Это был именно он — стройный, высокий, с резко очерченными на фоне неба широкими рогами.
Уг не боялся Риссы. Она это знала. Но и ей нечего было беспокоиться за своих малышей. Лось никого не обижал из лесных зверей, хотя умел постоять за себя, а иногда и за своих сородичей. Он прошел вниз к ручью, не заметив замершую рысь. А она долго провожала его взглядом, немного сожалея, что он такой сильный и независимый. Она слушала, как нет-нет да и треснет сухой сучок под тяжким копытом.

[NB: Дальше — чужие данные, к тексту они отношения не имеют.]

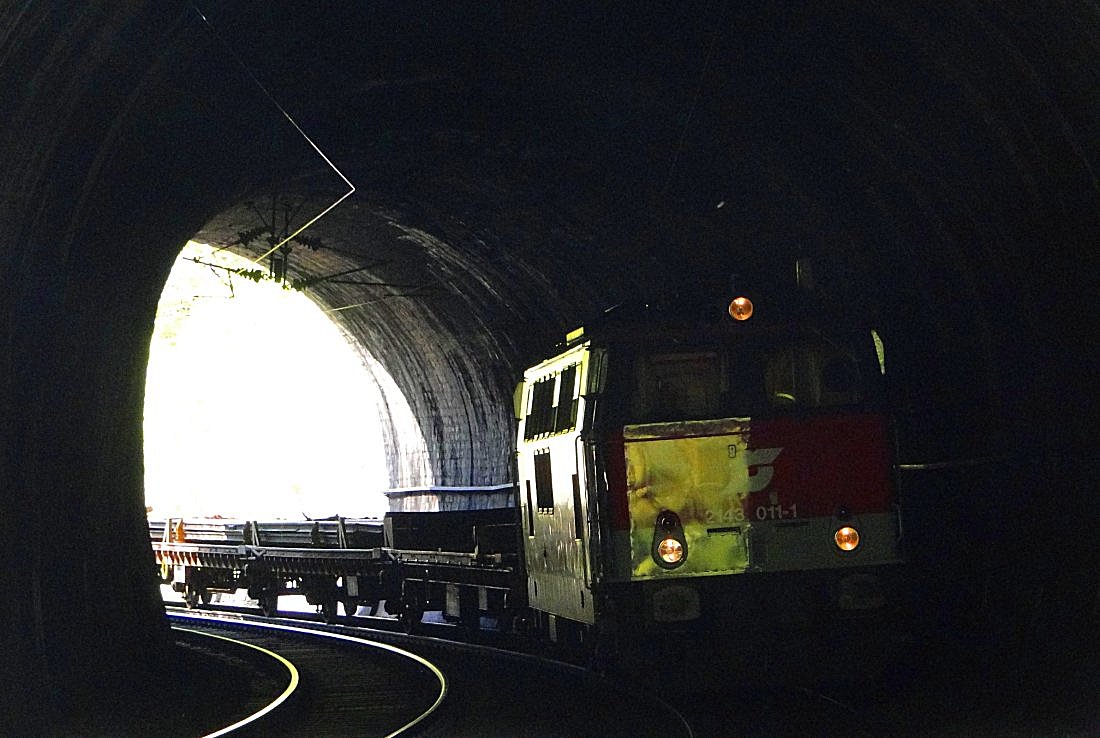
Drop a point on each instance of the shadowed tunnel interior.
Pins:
(518, 172)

Потом Рисса пошла дальше, вглядываясь в позолоченный восходом утренний лес. Когда она вернулась в это утро с добычей, рысята впервые всерьез подрались из-за еды. Белогрудый первым рванул принесенную матерью птицу к себе. Он уже не хотел грызть мясо одновременно с братом с двух сторон. Рыжий может и потерпеть. Но не тут-то было! Лишенный добычи рысенок с неожиданной силой рванул ее на себя. Белогрудый не отпустил. Оба рычали. Но тут Рыжий внезапно выпустил мясо и отступил на шаг, словно в раздумье. Брат, удовлетворенный победой, стал есть, уже не удерживая птицу. И тогда рванул рыжий хитрец. Белогрудый, не ожидавший такого маневра, выпустил добычу. Но тут же, задетый за живое, бросился на обидчика с явным намерением наказать его. Пришлось вмешаться матери. И рысята, кубарем полетевшие от ее шлепков в угол логова, возвратились с виноватым видом и, косясь друг на друга, сначала осторожно, а потом дружно принялись есть, забыв о недавней ссоре.